Bu yazım bir bilinmeyene ışık tutmak amacıyla klavyeye dökülmüş olsa bile üzgünüm koca bir muallak içermektedir.

En azından konuyu bir yerden aydınlatalım da bu kız ne saçmalıyor olmasın. Evet efendim yazın sıcağından, heyecanlı genç arkadaşlarımın hızından, deli akan kanlarından ve de dısta dısta şarkıların veridiği uyuşma hissinden sıyrılıp azıcık asosyalliğime döneyim bir kaç çizim karalayayım klimamı da açayım diye niyetlenmişken bir anda kendimi tv zaplarken buldum. Aman Allahım ben sanat sepetle uğraşayım derken babama mı dönüşüyordum, altımdaki çizgili pijama nereden çıkmıştı? Beynim uyuşuyordu yavaş yavaş karşı koymayı bıraktım. Gözlerim gökkuşağından bir çift şeker olmuşlardı. Ne izlediğimin bilincinde bile değildim.

Neyse ki yaz dizisi izlemiyormuşum oh. Buyur Burdan Bak isimli Doğa Rutkay' ın sunduğu eğlence programı kitlemiş beni meğer. İçimdeki amatör tiyatrocuya şükürler olsun. İlk bölümü göbeğimi kaşıya kaşıya izleyip İlter Hoca'nın bize oyuna beş kala aldırdığı italyan provalara benzettim açıkcası. "Biraz yalapşap mı olmuş acaba" diye haddim olmayarak azıcık köy kahvesi siyaseti yapmıştım. Neyse ki herhangi bir şeyi hemen yargılayıp kaldırıp atmak gibi bir huyum yoktur. Bu yozlukta hali hazırda kayda değer tiyatro temalı eğlence progmı bulmuşum, bunamanın luzmu yok deyip bir sonraki bölümü de kaçırmadım tabii. Bu kez izlerken göbeğimi kaşımadım; oturdum bilet almışım da o salondaymışım gibi dikkatle izledim. Program o kadar dikkatımi çekmişti ki gerek formatı olsun hafif Mahşeri Cümbüşü tatlı bir tebessümle anımsatan doğaçlama skeçleri olsun beni resmen kitlemişti. Sonra oyuncularla ilgilenmeye başladım. Gerçekten sahne duruşlarıyla, adaplarıyla göbek kaşıyarak izlediğime utandırmışlardı beni. Belli ki hayli eğitimli oyuncularla ele alınmış bu proje. Piyasa kovalayan değil de sahne tozu yutmuş insanların o sahnede olması; biz televizyon başında pinekleyenlerin beyin kitlesini hala önemseyen yapımcılar olduğunu gösteriyor; bin şükür.
Sonuna kadar büyük sabırla izledim. Sonu daha çok hoşuma gitti. Formata göre her gösteri sonunda bir kişi (en az güldüren) kuyuya düşüyor. Yani sahne ve kostümleri topluyor. O kadar samimi o kadar içten bi fikir ki bu. Bizim amatör sahne sanki. Tiyatroda çoğu şey el yordamıyla yapılır. Öyle koca koca sahnelerin tozundan bi haber olduğumdan biz kendi dekorumuzu kendimiz toplarız yani. Programın bu şekilde bitmesi de yaratılmak istenen samimi havanın son dokunuşu olmuş.

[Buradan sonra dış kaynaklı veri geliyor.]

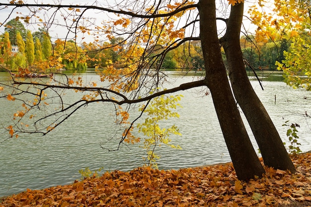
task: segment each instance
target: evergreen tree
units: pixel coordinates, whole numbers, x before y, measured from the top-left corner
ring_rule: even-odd
[[[52,55],[52,43],[50,40],[50,36],[47,33],[44,33],[43,35],[42,48],[43,59],[47,60]]]
[[[36,37],[35,40],[35,60],[36,61],[42,60],[42,47],[38,37]]]
[[[16,39],[17,32],[20,33],[23,39],[26,38],[26,29],[19,20],[16,20],[15,18],[12,19],[7,22],[5,24],[5,27],[4,30],[8,32],[10,41],[12,45],[16,45],[17,44]]]
[[[23,38],[19,31],[16,32],[16,44],[18,46],[18,50],[20,53],[22,54],[25,54],[25,42],[23,40]]]
[[[27,61],[28,64],[31,65],[35,59],[35,45],[31,32],[30,30],[28,30],[27,32],[25,50]]]

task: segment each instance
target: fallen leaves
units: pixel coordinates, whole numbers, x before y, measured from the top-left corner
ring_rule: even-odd
[[[297,173],[271,168],[261,179],[236,179],[232,163],[170,171],[106,172],[72,185],[31,190],[0,200],[8,206],[277,206],[311,202],[311,154],[293,157]]]

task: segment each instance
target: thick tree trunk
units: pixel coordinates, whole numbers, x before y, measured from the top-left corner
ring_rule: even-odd
[[[227,58],[229,77],[234,97],[244,112],[262,155],[265,165],[296,171],[280,135],[247,77],[239,35],[242,3],[232,6],[227,32],[221,39]]]
[[[236,175],[242,180],[254,176],[261,177],[264,170],[243,124],[223,63],[217,36],[215,0],[201,0],[199,4],[200,36],[207,86],[211,91]]]

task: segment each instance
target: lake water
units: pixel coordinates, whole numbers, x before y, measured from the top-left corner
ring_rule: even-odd
[[[92,73],[83,76],[89,80],[98,79]],[[7,76],[7,73],[0,73],[0,80]],[[174,80],[175,85],[197,78],[172,74],[169,77]],[[297,123],[301,126],[298,128],[301,149],[303,151],[310,150],[311,119],[304,114],[307,111],[311,115],[311,93],[294,90],[281,81],[273,81],[276,78],[280,79],[279,75],[262,78],[264,91],[257,81],[251,82],[282,139],[287,141],[288,127],[282,126],[285,121]],[[171,138],[172,143],[179,145],[182,149],[164,146],[156,149],[161,156],[158,161],[159,169],[178,169],[231,161],[211,96],[206,96],[206,89],[197,88],[178,93],[184,96],[180,102],[183,108],[178,110],[180,117],[167,120],[161,126],[172,124],[178,126],[182,135]],[[0,100],[0,124],[9,125],[9,115],[16,111],[14,104]],[[114,152],[100,148],[100,143],[111,149],[118,144],[118,140],[112,138],[118,129],[111,115],[113,109],[109,104],[90,104],[46,136],[23,135],[0,144],[0,197],[27,188],[42,189],[72,183],[80,178],[78,170],[87,167],[91,170],[103,167],[105,171],[129,171],[143,166],[142,157],[145,156],[145,152],[138,144],[123,145]],[[249,127],[247,125],[246,128],[251,133]],[[252,135],[250,137],[257,151]],[[0,129],[0,142],[7,137],[7,132]]]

Ee izleyelim izleyelim de taraf tutmayalım mı? Madem kuyuya düşmemek için yarışan, eğlenen bir grup var önümüzde türk halkına da taraf tutmak düşer. Ruhumuzda holiganlık var vesselam. Yıldız Tilbe taklidi ile beni benden alan efendiliği ve sahnede verdiği tatlı "es"lerle dikkat çeken Kerem Özdoğan isimli genç oyuncu arakadaşımız beni koltuğa adeta mühürledi.

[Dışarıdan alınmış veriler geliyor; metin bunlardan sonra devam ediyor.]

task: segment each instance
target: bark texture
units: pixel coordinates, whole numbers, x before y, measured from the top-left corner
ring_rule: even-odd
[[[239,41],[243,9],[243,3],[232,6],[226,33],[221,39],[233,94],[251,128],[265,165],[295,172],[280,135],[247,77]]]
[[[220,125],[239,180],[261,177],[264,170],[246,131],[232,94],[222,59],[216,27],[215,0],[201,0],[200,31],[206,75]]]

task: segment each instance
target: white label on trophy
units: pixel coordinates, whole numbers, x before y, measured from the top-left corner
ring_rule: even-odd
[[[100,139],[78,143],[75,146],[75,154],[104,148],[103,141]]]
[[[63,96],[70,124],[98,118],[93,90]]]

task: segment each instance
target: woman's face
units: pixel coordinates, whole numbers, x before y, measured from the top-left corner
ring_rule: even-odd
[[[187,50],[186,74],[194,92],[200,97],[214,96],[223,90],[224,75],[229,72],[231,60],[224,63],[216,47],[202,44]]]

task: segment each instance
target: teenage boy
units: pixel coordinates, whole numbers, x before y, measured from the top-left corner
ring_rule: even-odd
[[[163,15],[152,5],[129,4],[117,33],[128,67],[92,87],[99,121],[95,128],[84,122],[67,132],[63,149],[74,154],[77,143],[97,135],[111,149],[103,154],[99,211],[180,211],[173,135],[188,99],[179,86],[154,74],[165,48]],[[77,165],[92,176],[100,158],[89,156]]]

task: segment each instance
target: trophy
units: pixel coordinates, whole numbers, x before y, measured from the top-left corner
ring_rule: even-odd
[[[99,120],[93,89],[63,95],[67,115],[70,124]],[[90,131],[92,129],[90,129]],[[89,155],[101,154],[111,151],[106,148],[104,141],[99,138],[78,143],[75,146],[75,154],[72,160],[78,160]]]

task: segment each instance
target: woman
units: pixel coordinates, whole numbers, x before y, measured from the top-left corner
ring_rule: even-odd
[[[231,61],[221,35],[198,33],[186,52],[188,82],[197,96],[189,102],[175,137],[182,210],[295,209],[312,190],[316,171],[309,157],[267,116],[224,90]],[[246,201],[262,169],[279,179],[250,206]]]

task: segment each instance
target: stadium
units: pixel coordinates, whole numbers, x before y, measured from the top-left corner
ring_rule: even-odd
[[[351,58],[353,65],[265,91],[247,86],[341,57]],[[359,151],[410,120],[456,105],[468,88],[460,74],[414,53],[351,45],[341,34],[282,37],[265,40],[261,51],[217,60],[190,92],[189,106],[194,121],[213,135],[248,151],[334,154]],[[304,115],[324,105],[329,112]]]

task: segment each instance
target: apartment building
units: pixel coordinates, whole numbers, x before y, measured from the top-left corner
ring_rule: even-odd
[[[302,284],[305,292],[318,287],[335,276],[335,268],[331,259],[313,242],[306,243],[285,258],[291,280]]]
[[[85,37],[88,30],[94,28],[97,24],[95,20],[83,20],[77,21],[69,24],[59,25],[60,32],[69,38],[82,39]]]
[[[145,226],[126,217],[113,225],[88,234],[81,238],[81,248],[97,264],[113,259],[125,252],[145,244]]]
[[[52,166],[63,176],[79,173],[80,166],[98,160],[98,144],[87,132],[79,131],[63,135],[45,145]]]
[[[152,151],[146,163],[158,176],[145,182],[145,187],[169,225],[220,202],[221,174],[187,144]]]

Hemen aldım telefonu elime. Stalker mode on yapacaktım ki koca bir kara kutuyla karşılaştım. İçine ne koysak dolacak lakin İzmitli olduğunu paylaşmak dışında ne kendisi ne de başkası bir şey koymamış bu kutuya. Ben naçizane genç hevesli bir tiyatro sever olarak nerede eğitim aldığını bir hayli merak ettim. Ne yediği içtiği onun olsun varsın, bize bir şey desin yahu. Bu bir biyografi yazısı olacaktı ama muamma bir beyefendiyle karşı karşıyayız sayın seyirciler. Bu yazıdan bi cacık olmaz. Bilgi istiyoruz bilgi. Öyle tatlı tatlı sırıtmakla olmuyor.



Bir stalkerın günlüğü...

Yorumlar

  1. Good morning, how are you?

    My name is Emilio, I am a Spanish boy and I live in a town near to Madrid. I am a very interested person in knowing things so different as the culture, the way of life of the inhabitants of our planet, the fauna, the flora, and the landscapes of all the countries of the world etc. in summary, I am a person that enjoys traveling, learning and respecting people's diversity from all over the world.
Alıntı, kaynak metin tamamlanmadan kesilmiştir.